The study revealed how acupuncture works at a molecular level. After stroke, certain proteins in the spinal cord become imbalanced, leading to overactive nerve cells that cause spasticity. Acupuncture helped restore this balance by influencing a specific pathway involving NMDA receptors and a protein called KCC2. By modulating these proteins, acupuncture reduced the hyperexcitability of spinal cord neurons, which directly decreased muscle spasticity.

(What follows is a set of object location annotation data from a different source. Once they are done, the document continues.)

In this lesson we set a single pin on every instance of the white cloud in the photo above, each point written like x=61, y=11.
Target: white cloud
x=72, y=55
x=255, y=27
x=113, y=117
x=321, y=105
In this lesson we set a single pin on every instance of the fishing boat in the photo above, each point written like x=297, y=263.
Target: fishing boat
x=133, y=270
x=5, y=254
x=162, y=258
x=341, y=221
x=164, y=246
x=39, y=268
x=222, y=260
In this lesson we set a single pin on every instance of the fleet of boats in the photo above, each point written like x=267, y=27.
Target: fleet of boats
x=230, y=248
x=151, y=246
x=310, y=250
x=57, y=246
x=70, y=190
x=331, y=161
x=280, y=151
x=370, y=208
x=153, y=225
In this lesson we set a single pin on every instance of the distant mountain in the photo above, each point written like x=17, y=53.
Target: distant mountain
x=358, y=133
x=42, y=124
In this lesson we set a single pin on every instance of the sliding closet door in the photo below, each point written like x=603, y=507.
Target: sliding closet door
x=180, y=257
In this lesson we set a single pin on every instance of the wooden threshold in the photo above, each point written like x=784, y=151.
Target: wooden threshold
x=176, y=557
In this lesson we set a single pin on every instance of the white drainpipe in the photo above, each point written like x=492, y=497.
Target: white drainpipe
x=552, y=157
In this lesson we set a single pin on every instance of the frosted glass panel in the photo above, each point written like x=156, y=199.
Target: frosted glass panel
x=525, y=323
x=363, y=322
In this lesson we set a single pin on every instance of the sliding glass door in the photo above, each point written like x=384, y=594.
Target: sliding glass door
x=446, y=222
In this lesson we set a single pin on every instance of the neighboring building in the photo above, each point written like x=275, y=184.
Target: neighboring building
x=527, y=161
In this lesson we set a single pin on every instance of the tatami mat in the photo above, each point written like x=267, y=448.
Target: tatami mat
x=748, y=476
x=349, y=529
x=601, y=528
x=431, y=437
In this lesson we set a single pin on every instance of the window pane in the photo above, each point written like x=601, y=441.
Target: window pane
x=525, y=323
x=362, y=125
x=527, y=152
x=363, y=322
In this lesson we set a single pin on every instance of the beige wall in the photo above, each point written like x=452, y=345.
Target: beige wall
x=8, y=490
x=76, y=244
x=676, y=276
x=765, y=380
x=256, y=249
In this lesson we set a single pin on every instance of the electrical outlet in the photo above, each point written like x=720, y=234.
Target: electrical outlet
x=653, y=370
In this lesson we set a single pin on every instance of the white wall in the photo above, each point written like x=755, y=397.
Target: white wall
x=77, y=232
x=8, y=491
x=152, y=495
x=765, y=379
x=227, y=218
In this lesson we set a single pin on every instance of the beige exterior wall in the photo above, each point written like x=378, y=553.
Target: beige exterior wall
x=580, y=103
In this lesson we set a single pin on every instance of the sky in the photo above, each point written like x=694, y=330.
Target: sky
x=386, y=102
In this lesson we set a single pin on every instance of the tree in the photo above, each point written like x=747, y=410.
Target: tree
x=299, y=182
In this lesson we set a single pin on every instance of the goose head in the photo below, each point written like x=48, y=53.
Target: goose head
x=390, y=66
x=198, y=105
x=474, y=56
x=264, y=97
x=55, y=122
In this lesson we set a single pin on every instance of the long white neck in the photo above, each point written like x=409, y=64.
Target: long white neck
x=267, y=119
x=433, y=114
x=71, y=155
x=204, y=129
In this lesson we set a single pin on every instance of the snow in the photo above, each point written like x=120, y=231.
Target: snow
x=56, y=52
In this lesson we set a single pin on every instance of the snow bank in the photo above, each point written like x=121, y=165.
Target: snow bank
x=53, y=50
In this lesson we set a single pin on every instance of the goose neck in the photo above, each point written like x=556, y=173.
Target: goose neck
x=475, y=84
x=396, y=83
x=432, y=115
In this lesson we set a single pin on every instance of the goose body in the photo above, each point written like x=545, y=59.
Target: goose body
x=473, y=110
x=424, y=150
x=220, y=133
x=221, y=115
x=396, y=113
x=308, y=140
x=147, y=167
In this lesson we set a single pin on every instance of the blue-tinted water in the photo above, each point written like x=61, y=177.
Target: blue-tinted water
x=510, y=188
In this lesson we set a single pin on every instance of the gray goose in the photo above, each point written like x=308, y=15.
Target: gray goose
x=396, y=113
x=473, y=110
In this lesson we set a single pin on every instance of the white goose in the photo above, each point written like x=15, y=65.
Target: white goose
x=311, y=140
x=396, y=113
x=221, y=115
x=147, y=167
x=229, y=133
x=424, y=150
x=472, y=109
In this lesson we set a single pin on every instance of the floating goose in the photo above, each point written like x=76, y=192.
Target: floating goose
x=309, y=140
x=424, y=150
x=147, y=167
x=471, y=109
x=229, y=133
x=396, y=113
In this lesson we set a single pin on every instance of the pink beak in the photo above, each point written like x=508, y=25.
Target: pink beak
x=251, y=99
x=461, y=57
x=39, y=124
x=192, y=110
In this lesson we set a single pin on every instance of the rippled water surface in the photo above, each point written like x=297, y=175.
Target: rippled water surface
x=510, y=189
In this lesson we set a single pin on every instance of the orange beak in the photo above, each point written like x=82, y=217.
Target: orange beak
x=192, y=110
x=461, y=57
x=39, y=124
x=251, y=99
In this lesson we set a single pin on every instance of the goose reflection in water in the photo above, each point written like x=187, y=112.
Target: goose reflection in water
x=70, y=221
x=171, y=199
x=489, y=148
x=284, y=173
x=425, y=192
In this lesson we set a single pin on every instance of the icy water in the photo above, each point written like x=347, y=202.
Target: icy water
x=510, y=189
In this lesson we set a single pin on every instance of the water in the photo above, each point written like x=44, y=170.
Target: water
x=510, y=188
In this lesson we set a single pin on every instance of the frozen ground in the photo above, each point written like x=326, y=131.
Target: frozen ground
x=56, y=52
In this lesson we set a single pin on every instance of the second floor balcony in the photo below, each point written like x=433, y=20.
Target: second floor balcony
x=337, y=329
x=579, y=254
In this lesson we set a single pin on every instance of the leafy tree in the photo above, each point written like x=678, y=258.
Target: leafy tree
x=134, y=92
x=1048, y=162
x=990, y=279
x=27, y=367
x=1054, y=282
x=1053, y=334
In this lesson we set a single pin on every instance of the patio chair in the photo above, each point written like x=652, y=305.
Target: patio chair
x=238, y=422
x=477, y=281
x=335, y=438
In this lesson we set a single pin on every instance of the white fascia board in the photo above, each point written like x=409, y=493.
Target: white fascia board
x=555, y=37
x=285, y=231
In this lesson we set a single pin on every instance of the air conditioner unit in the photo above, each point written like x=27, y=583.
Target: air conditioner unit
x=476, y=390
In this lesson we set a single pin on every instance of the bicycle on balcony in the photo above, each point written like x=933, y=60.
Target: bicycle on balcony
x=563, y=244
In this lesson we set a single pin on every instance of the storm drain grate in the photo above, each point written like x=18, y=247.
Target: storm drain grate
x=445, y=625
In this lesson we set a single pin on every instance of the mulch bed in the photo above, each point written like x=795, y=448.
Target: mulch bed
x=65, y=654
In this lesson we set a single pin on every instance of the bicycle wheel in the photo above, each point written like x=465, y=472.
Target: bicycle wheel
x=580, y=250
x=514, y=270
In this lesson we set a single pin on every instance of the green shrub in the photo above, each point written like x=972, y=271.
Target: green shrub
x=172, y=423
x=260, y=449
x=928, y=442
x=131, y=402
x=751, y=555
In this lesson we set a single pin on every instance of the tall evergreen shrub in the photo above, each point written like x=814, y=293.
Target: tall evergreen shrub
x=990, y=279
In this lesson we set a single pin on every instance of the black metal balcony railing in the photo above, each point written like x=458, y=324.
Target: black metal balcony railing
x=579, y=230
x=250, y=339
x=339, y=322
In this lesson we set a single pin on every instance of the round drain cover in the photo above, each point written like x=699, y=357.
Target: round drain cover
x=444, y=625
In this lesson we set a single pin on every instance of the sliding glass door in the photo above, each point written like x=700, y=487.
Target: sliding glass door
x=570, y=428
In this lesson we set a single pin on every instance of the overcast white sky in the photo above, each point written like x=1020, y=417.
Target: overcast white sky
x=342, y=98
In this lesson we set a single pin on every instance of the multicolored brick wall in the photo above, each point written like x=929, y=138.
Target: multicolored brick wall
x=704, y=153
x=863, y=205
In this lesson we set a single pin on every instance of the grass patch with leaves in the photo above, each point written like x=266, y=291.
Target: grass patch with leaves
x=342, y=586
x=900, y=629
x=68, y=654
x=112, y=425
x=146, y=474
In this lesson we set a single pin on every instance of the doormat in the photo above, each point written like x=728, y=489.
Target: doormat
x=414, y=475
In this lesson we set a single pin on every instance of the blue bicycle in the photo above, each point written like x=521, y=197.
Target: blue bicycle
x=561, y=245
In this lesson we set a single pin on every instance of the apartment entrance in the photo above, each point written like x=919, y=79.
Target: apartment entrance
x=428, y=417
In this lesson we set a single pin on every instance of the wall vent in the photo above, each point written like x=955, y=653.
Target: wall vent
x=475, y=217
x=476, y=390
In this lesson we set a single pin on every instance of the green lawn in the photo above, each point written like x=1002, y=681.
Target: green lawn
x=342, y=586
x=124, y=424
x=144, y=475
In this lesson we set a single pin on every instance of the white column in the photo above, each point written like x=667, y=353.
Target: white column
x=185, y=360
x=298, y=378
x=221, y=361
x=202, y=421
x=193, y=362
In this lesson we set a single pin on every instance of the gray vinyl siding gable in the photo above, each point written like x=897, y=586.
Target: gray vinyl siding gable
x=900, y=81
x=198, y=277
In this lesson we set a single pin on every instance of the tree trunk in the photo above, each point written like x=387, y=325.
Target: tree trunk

These findings suggest acupuncture may be a valuable treatment option for stroke survivors struggling with spasticity. The research provides scientific evidence for acupuncture's mechanism of action at the cellular level, which could help integrate it more fully into conventional stroke rehabilitation programs. While this study was conducted in animals, it offers promising insights that may translate to human treatment. Patients interested in acupuncture for post-stroke spasticity should consult with a licensed acupuncturist experienced in neurological rehabilitation.
This study examined acupuncture's effects on post-stroke spastic hemiplegia (PSSH) using male rats with middle cerebral artery occlusion (MCAO). Researchers employed multiple assessment methods including neurological function scores, muscle tone scales, footprint analysis, H-reflex recordings, c-Fos immunofluorescence, RT-qPCR, and Western blot analysis. Results demonstrated that acupuncture significantly reduced spasticity, improved motor performance, and decreased spinal ventral horn hyperexcitability. Mechanistically, acupuncture downregulated NMDAR1 expression and restored KCC2 expression and function in the spinal cord. Pharmacological interventions with NMDAR agonists and antagonists confirmed that acupuncture upregulates KCC2 by inhibiting NMDAR-mediated activation of PP1 and Calpain1 pathways. The study provides evidence that acupuncture modulates the NMDAR-PP1/Calpain1-KCC2 pathway to suppress neuronal hyperexcitability in spinal cord, offering mechanistic insight into acupuncture's therapeutic effects on spasticity. Clinical takeaway: Acupuncture represents a scientifically supported intervention for PSSH that directly addresses spinal hyperexcitability through specific molecular pathways.